Pictured Marcus Garvey. To facilitate a return to Africa for African Americans, Garvey founded the Black Star Line. In 1922, he was arrested for mail fraud in connection with the Star Line's sale of stock. The prosecution was thought to have been racially motivated and Garvey was sent to prison and later deported to Jamaica - his country of birth. In 1935 he moved to London where he died on 10 June 1940. His body was returned to Jamaica.

Pictured Nelson Mandela by Fred Martins. Artist Fred Martins has used the image of the Afro comb to celebrate key African and African-American activists who were jailed fighting for freedom and equality. With a 6,000 year history - the ubiquitous Afro comb - has had global cultural influence. Afro combs date back to ancient Egypt, where a 5,500 year old Ivory Afro comb was excavated from a grave at a cemetery in Abydos, Egypt. Others have been found in the ancient cities of Kemet and Nubt (Naqada), Egypt.

Pictured Patrice Lumumba. Congo's first democratically elected Prime Minister - Lumumba demanded that Congo should control its own exclusive mineral wealth. Just six months in post - Congolese rivals reportedly supported by Brussels and Washington - placed him under house arrest. Undercover of darkness, he was eventually taken to a forest and shot.

Pictured Martin Luther King Jr. King was arrested on February 24, 1956 for directing a citywide boycott of segregated buses. In 1963, he was again arrested and jailed protesting the treatment of black people in Birmingham, Alabama. He went onto deliver his famous "I have a dream speech" to more than 250,000 people on August 28, 1963.

Pictured Fela Kuti. Arrested 200 times by different regimes - Fela Kuti was jailed during current president Muhammadu Buhari's initial term as Head of State in 1983. The Nigerian Afrobeat pioneer was sentenced to five year's imprisonment by a military tribunal. He was found guilty of illegally attempting to export £1,000 in foreign currency at a Lagos airport in what he described as "trumped up charges" that were politically motivated. Brigadier Tunde Idiagbon, Nigeria chief of staff at the time, reportedly said the government would ensure Fela was in prison for a long time, concluding "and I hope he will rot in Jail" according to Amnesty International.

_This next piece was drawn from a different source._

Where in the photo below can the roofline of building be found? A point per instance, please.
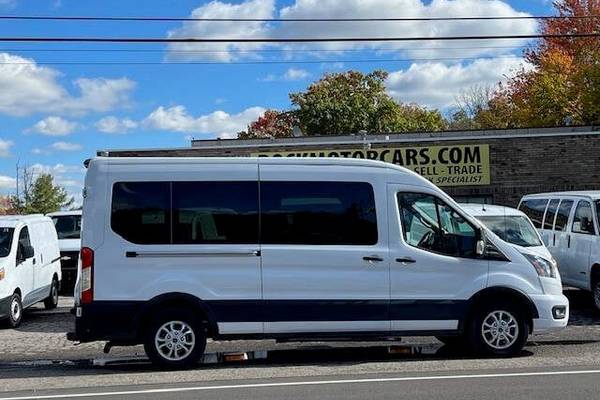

Pictured Ruby Dee. The U.S. actress and late husband Ossie Davis were arrested in 1999 while protesting outside New York City police headquarters against the police shooting of Amadou Diallo, an unarmed African immigrant. Dee and Davis were important figures in the civil rights movement and counted Martin Luther Kind Jr. and Malcom X as friends. She died aged 91 in June 2014.